Het is toch wel bemoedigend dat Rwanda en Oeganda zich bereid hebben verklaard aan de onderhandelingen deel te nemen en de kaderovereenkomst te tekenen. Hiermee tonen beide landen hun bereidheid om een deel van de oplossing te zijn, veeleer dan van het probleem. Zonder de handtekeningen van Rwanda en Oeganda zou de kaderovereenkomst trouwens van weinig waarde zijn.

Ik herinner er ook aan dat de ondertekening een aantal strikte verbintenissen met zich meebrengt voor Rwanda en Oeganda. De kaderovereenkomst bepaalt dat de landen uit de regio zich niet mogen inlaten met de binnenlandse aangelegenheden van de buurlanden, dat zij zich verbinden tot de eerbiediging van de soevereiniteit en de territoriale integriteit van die landen en dat zij geen hulp verlenen aan gewapende groeperingen en zelfs niet op hun grondgebied dulden. Het regionale opvolgingsmechanisme waarvan wij deel zullen uitmaken, vormt juist het middel om erop toe te zien dat alle landen uit de regio zich houden aan deze verbintenissen.

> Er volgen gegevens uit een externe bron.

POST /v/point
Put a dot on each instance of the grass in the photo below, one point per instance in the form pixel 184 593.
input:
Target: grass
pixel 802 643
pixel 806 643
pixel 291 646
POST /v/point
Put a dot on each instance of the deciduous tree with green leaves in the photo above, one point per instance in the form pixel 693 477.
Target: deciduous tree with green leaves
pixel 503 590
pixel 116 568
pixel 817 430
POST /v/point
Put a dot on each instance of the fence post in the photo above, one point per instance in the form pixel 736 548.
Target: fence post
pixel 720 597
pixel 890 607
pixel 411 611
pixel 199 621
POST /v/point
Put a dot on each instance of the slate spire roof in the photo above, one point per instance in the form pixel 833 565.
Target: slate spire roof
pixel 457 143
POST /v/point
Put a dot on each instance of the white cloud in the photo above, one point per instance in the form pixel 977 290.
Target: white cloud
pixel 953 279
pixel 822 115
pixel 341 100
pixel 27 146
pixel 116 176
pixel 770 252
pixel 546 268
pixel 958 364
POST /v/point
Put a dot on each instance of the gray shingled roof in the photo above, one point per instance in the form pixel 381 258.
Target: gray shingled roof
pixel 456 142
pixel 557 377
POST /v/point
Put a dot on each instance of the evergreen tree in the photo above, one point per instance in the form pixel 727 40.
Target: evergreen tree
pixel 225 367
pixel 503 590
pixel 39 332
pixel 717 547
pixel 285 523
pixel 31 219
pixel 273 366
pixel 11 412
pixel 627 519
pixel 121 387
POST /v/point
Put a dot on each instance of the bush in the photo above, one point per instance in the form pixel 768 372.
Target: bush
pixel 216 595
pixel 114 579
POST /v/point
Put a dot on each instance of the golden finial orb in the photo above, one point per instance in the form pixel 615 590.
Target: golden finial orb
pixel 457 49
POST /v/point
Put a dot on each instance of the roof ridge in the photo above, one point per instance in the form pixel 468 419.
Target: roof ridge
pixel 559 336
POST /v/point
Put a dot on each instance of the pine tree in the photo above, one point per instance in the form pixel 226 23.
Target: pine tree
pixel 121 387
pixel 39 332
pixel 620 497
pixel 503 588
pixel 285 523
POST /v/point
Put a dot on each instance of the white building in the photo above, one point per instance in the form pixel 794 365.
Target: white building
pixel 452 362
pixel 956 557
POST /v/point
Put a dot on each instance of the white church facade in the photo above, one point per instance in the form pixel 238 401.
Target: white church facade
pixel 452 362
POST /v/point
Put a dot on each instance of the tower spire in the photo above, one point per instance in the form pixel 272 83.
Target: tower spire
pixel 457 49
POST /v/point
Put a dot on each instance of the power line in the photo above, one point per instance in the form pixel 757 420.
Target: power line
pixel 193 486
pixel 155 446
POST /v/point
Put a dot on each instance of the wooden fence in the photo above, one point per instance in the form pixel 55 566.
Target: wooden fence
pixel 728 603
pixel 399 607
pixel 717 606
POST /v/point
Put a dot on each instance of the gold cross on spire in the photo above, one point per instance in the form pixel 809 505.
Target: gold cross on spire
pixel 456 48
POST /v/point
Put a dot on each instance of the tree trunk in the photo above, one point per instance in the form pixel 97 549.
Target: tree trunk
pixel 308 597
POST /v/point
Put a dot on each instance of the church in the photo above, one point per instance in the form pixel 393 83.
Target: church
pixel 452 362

Wij hebben weet van de geruchten over de steun die het Congolese leger zou geven aan de FDLR maar we hebben geen bewijzen die deze geruchten bevestigen. Ten aanzien van de geruchten die over dit conflict de ronde doen, is toch enige voorzichtigheid geboden.

België blijft inspanningen leveren om een uitweg te vinden voor de crisis in Oost-Congo, meer bepaald door haar deelname aan het regionale (en mogelijks ook nationale) opvolgingsmechanisme voor de uitvoering van de kaderovereenkomst. Ons land levert nu al een bijdrage aan de hervorming van de veiligheidssector in de DRC en is bereid deze inspanningen verder te zetten als de Congolese autoriteiten ook hun goede wil tonen in dit domein.

Tot slot is het van belang dat deze crisis niet verdwijnt van de agenda’s van de Europese Unie of de VN. Zoals bij de aanvang van het conflict stel ik alles in het werk opdat de situatie in Oost-Congo een prioriteit blijft voor de internationale gemeenschap.